FDSA Information for Data Contributors
Remotely share your data while maintaining full control over it.
Seamlessly Integrated Data Sharing
The federated data sharing appliance (FDSA) is engineered to facilitate secure, remote data sharing. FDSA operates as a plug-in attached directly to data contributors’ data stores, allowing them to make their datasets discoverable and analyzable through the AD Workbench. The data remains securely stored within the contributor's environment while permissioned researchers access it remotely.
How It Works
Data contributors install the FDSA plug-in, which is designed to work with a full range of possible infrastructure setups. Then they publish their metadata in the AD Workbench FAIR Catalog. When researchers request access to a data set, data contributors can approve or reject the request utilizing existing data governance procedures. When an analysis is completed, data contributors approve or reject the release of the results to the researcher.

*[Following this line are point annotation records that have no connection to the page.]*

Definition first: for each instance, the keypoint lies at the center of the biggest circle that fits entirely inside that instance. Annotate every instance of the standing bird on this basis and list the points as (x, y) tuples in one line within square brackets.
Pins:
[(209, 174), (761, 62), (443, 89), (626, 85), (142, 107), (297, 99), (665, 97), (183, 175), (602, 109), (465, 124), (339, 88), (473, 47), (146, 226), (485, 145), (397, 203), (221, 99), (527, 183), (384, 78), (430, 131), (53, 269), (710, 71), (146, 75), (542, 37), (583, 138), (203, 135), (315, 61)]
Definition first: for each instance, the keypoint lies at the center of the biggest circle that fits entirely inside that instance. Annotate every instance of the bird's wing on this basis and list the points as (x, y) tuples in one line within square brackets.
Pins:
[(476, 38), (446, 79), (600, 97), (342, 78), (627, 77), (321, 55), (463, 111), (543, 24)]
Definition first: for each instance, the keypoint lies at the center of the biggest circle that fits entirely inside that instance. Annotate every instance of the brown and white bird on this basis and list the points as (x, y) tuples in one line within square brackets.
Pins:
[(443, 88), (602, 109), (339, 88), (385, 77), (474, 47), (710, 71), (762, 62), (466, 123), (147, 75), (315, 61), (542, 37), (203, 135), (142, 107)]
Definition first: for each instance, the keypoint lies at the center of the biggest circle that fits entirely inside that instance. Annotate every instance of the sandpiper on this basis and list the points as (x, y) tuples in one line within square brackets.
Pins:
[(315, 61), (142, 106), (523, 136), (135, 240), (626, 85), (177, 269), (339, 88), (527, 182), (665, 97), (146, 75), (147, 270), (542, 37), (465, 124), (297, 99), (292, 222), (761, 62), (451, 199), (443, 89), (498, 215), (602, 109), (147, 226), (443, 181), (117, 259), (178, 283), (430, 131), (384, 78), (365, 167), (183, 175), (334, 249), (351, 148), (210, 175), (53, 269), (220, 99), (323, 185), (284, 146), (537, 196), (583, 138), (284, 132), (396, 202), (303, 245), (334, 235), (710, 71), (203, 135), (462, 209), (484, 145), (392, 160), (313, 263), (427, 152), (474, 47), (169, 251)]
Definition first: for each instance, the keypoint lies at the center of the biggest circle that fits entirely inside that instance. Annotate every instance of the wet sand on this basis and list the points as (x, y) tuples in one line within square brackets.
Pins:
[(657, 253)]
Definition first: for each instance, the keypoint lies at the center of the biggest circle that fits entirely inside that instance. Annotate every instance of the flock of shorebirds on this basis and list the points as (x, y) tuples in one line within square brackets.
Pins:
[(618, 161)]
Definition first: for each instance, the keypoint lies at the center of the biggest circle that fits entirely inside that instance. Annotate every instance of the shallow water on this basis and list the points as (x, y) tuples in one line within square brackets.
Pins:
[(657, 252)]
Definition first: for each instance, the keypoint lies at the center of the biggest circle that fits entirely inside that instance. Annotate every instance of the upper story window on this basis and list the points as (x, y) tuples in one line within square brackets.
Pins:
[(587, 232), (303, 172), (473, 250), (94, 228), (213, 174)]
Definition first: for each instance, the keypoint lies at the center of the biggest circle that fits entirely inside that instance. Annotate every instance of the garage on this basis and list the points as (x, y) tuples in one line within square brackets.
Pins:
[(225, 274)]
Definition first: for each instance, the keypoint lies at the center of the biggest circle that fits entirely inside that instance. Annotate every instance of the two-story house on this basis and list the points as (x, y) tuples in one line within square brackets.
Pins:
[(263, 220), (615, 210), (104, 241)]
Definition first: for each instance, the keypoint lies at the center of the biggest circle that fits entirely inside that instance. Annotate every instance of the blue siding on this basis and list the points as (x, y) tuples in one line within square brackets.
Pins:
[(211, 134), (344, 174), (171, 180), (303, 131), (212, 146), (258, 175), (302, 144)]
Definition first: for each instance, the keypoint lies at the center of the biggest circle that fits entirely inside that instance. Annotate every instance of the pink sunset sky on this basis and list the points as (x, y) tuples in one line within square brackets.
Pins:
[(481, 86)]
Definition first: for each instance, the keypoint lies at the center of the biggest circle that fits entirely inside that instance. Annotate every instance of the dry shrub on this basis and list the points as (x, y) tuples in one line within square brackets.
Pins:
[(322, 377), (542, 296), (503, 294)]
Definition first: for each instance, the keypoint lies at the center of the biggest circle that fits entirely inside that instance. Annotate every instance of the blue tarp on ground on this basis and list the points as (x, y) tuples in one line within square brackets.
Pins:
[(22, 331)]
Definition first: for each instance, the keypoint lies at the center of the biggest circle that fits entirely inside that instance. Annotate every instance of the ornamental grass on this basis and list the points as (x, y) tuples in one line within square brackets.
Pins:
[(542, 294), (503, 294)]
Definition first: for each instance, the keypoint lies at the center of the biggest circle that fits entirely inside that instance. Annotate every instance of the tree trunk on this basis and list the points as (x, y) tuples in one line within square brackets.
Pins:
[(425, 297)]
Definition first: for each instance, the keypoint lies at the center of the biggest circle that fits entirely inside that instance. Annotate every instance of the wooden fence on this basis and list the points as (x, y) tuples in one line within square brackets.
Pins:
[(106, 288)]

Two Levels of Data Sharing
FDSA supports two distinct levels of data sharing, with data contributors deciding which level meets their requirements:
- Distributed Sharing (Level 1): At this level, researchers can analyze record-level data that is made available in an airlocked workspace, allowing for more detailed analysis.
- Federated Sharing (Level 2): At this level, researchers see only derived data and results in the workspace. The analysis of record-level data is done at the data source and, after a rigorous quarantine process, is aggregated and anonymized to ensure privacy.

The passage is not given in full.